Die Geschichte wird abwechselnd von Karla und – in der Vergangenheit – von Marie erzählt. Die beiden Schwestern standen sich sehr nahe und haben, obwohl ein Ozean sie trennte, stets engen Kontakt gehabt. Doch Marie hat eine sehr unglückliche Zeit hinter sich, für die sie sich schämt und die sie mit niemandem, noch nicht einmal ihrer Schwester, geteilt hat. Im Laufe des Romans erfährt man immer mehr, mit welchen Problemen sie zu kämpfen hatte. Und auch, wie sie schließlich begonnen hat, sich ihrer Vergangenheit zu stellen, bevor ihr Leben so ein tragisches Ende nahm.

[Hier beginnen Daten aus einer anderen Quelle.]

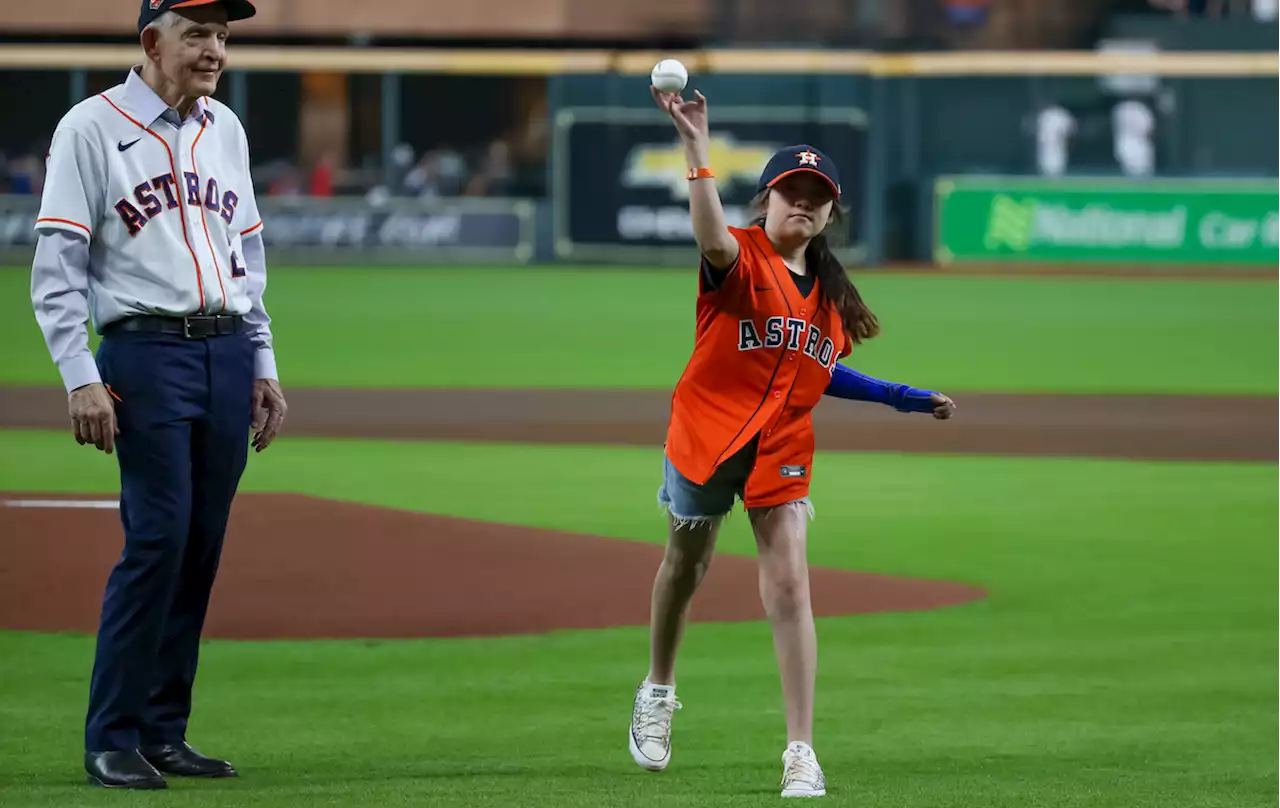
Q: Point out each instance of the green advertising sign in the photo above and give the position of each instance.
(1121, 220)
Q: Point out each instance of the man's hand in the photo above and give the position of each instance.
(94, 416)
(269, 411)
(942, 406)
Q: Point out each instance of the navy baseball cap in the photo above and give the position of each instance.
(800, 158)
(236, 9)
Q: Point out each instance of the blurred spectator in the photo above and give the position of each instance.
(967, 12)
(439, 172)
(1134, 127)
(1054, 129)
(496, 176)
(321, 176)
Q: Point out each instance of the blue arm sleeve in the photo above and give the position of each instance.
(848, 383)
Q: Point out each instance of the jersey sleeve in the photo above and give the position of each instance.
(74, 186)
(713, 277)
(250, 220)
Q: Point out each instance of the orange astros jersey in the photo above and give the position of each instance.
(762, 359)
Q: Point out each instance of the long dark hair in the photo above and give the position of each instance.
(833, 281)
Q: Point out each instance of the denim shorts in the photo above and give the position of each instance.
(689, 502)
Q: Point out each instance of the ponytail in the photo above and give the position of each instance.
(833, 283)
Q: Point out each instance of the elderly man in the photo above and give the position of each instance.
(149, 223)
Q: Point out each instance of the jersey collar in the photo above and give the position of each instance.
(147, 106)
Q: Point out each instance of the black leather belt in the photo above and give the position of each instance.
(192, 327)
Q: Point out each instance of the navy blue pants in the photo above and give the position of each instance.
(184, 410)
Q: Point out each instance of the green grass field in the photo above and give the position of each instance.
(618, 328)
(1127, 656)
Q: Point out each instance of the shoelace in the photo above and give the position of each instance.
(801, 770)
(653, 717)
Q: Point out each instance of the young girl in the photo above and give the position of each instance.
(775, 313)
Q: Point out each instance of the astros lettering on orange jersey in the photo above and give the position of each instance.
(763, 356)
(147, 195)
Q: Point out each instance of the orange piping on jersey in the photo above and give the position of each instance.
(204, 220)
(173, 167)
(67, 222)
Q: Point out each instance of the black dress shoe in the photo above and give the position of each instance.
(183, 761)
(122, 770)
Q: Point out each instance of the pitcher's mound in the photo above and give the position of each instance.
(304, 567)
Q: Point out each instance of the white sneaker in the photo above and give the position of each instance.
(650, 725)
(801, 776)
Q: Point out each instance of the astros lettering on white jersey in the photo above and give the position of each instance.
(165, 206)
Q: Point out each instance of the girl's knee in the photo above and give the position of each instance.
(786, 594)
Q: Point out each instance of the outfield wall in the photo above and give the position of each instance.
(900, 126)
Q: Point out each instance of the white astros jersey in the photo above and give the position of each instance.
(165, 206)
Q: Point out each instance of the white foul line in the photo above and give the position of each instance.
(63, 503)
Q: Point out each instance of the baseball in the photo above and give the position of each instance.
(670, 76)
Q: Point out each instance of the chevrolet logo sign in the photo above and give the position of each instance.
(662, 165)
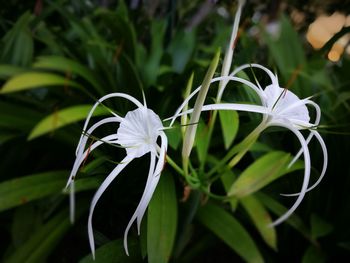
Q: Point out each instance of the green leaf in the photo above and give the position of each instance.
(17, 117)
(44, 240)
(313, 255)
(319, 227)
(33, 80)
(62, 118)
(181, 48)
(202, 140)
(17, 44)
(229, 230)
(261, 219)
(278, 209)
(66, 65)
(162, 221)
(174, 137)
(227, 179)
(262, 172)
(24, 189)
(113, 252)
(197, 109)
(229, 124)
(7, 71)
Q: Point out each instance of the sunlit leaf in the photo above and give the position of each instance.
(229, 124)
(313, 255)
(162, 221)
(67, 66)
(7, 71)
(25, 189)
(33, 80)
(113, 252)
(39, 246)
(262, 172)
(319, 227)
(261, 219)
(229, 230)
(278, 209)
(62, 118)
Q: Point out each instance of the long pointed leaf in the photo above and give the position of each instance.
(228, 229)
(62, 118)
(162, 221)
(33, 80)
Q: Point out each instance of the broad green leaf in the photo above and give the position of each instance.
(66, 65)
(162, 221)
(113, 252)
(28, 188)
(17, 117)
(229, 124)
(150, 66)
(319, 227)
(313, 255)
(262, 172)
(44, 240)
(261, 219)
(33, 80)
(62, 118)
(229, 230)
(227, 179)
(26, 219)
(278, 209)
(17, 43)
(7, 71)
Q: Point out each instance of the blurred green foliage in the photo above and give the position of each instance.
(58, 61)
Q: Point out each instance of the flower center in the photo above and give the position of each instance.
(138, 131)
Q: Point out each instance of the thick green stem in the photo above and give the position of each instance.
(240, 148)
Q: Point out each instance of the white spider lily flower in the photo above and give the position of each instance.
(282, 108)
(138, 133)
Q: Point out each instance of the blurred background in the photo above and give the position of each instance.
(58, 57)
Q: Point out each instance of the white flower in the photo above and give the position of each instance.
(280, 107)
(138, 133)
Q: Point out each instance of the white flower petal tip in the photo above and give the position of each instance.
(137, 133)
(279, 107)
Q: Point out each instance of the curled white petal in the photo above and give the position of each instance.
(307, 171)
(108, 96)
(150, 178)
(325, 163)
(138, 132)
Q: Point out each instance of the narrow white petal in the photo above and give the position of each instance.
(99, 193)
(226, 65)
(135, 215)
(273, 78)
(231, 106)
(85, 136)
(72, 202)
(308, 139)
(325, 163)
(108, 96)
(228, 78)
(80, 159)
(307, 170)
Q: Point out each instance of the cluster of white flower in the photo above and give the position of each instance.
(140, 129)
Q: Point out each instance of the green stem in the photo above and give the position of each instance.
(172, 163)
(242, 147)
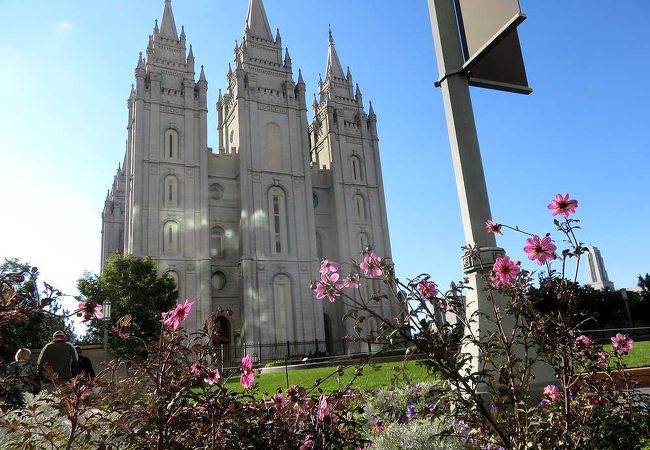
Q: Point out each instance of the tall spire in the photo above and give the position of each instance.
(256, 22)
(333, 64)
(168, 26)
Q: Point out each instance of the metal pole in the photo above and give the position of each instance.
(470, 178)
(466, 156)
(106, 322)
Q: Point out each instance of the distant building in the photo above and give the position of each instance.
(245, 226)
(598, 278)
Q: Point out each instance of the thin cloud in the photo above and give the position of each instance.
(63, 26)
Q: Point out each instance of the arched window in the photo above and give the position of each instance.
(278, 220)
(173, 275)
(170, 192)
(216, 242)
(218, 280)
(360, 208)
(171, 144)
(355, 168)
(363, 242)
(319, 245)
(273, 139)
(170, 237)
(283, 308)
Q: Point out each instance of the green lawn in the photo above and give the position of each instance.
(373, 376)
(638, 357)
(381, 374)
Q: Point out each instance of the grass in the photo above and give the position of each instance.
(639, 356)
(373, 377)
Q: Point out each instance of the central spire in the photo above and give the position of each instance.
(257, 23)
(334, 68)
(168, 26)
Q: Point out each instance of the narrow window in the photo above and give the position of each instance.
(277, 220)
(355, 166)
(170, 237)
(216, 242)
(170, 194)
(360, 207)
(283, 308)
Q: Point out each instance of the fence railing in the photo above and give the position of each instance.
(640, 333)
(263, 353)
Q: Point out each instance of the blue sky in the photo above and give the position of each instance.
(67, 67)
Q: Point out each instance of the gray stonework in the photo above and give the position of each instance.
(245, 226)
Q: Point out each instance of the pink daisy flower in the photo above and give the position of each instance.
(504, 271)
(540, 249)
(561, 204)
(248, 375)
(428, 289)
(622, 344)
(583, 341)
(90, 311)
(494, 227)
(212, 376)
(174, 317)
(371, 265)
(327, 266)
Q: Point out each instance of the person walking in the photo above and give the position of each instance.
(84, 365)
(59, 356)
(22, 376)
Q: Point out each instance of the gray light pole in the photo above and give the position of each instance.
(468, 167)
(107, 322)
(466, 155)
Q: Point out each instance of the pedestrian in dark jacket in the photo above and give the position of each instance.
(22, 376)
(84, 365)
(60, 356)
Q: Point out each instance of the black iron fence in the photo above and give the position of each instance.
(281, 352)
(636, 333)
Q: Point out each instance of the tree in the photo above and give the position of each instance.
(134, 287)
(43, 313)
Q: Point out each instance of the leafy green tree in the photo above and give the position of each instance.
(44, 314)
(135, 288)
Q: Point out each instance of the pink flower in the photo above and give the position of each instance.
(327, 266)
(197, 369)
(328, 286)
(174, 317)
(494, 227)
(248, 375)
(279, 400)
(323, 408)
(504, 271)
(562, 205)
(428, 289)
(602, 358)
(551, 393)
(371, 265)
(352, 281)
(583, 341)
(622, 344)
(307, 443)
(212, 376)
(540, 250)
(90, 311)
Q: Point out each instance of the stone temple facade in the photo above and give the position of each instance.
(246, 225)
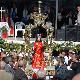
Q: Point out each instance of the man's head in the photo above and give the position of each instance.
(76, 77)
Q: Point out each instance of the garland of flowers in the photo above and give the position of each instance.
(54, 46)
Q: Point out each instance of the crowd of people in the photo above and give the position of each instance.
(13, 65)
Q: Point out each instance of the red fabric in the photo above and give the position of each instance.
(38, 58)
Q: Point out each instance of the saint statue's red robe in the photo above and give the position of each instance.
(38, 61)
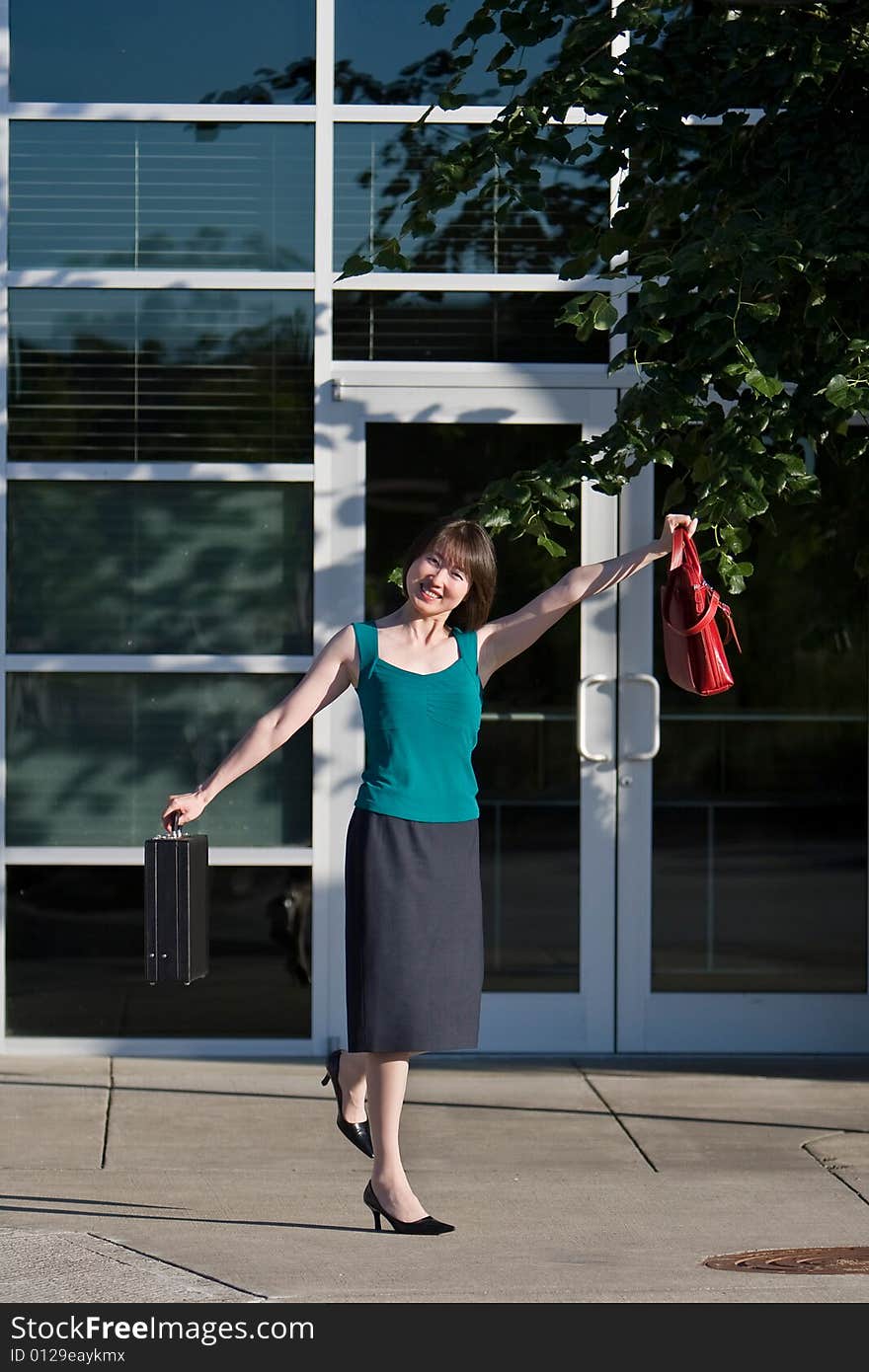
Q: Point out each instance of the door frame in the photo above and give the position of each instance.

Der Schreibstil ist sehr angenehm und zu lesen und ich bin gern in das Leben von Marie und Karla eingetaucht, die mir beide sehr ans Herz gewachsen sind. Man erfährt immer mehr von bisherigen Erlebnissen in der Vergangenheit der beiden Schwestern und kann sich so puzzleartig sein Bild zusammensetzen. Es ist keine rasante Geschichte, in der ständig etwas passiert, sondern eher ein tiefgründiger Roman, der sich auch mit den Alltäglichkeiten des Lebens auseinandersetzt. Ich hatte das Gefühl, dass die Autorin die Charaktere hier sehr authentisch beschreibt und habe mich selbst auf der ein oder anderen Seite wiedererkannt.

Die Erzählung ging mir zudem sehr nahe und das ernste Thema Gewalt wird hier auf eine feinfühlige Art behandelt. Allerdings habe ich das Gefühl, dass man vom Cover und Rückentext nicht genug auf dieses doch sehr sensible Thema vorbereitet wird und hier einen ganz anderen Roman erwarten könnte. Worin das Geheimnis von Maries Nachbarn besteht und was es mit ihrer eigenen Vergangenheit auf sich hat, deutet sich schon früh an und im mittleren Bereich des Romans entsteht eine gewisse Länge. Hier hätte die Geschichte gerne etwas temporeicher erzählt werden können. Zudem bin ich bezüglich des Romanendes hin und hergerissen: Es ist schön geschrieben und passt gut zur Geschichte. Die Wendung mit Maries Mutter (welche sich auch schon recht früh andeutete!) hielt ich jedoch für nicht unbedingt nötig und ich finde es schade, dass Marie ihre Vergangenheit mit ins Grab nimmt (ich habe hier zum Beispiel erwartet, dass Karla vielleicht Maries Therapeutin aufsuchen würde, schließlich hatte ihre Schwester ihr von der Therapie erzählt). Doch alles in allem hat mir die Lektüre sehr gut gefallen und eindrücklich gezeigt, wie viel manche Menschen hinter einer Fassade zu verstecken wissen und wie wenig wir doch manchmal von unseren engsten Kontakten wissen. Umso wichtiger, stets mit offenem Herzen aktiv zuzuhören!

Mein Fazit: Ein insgesamt gelungener Roman um ein sehr ernstes Thema mit authentischen Charakteren!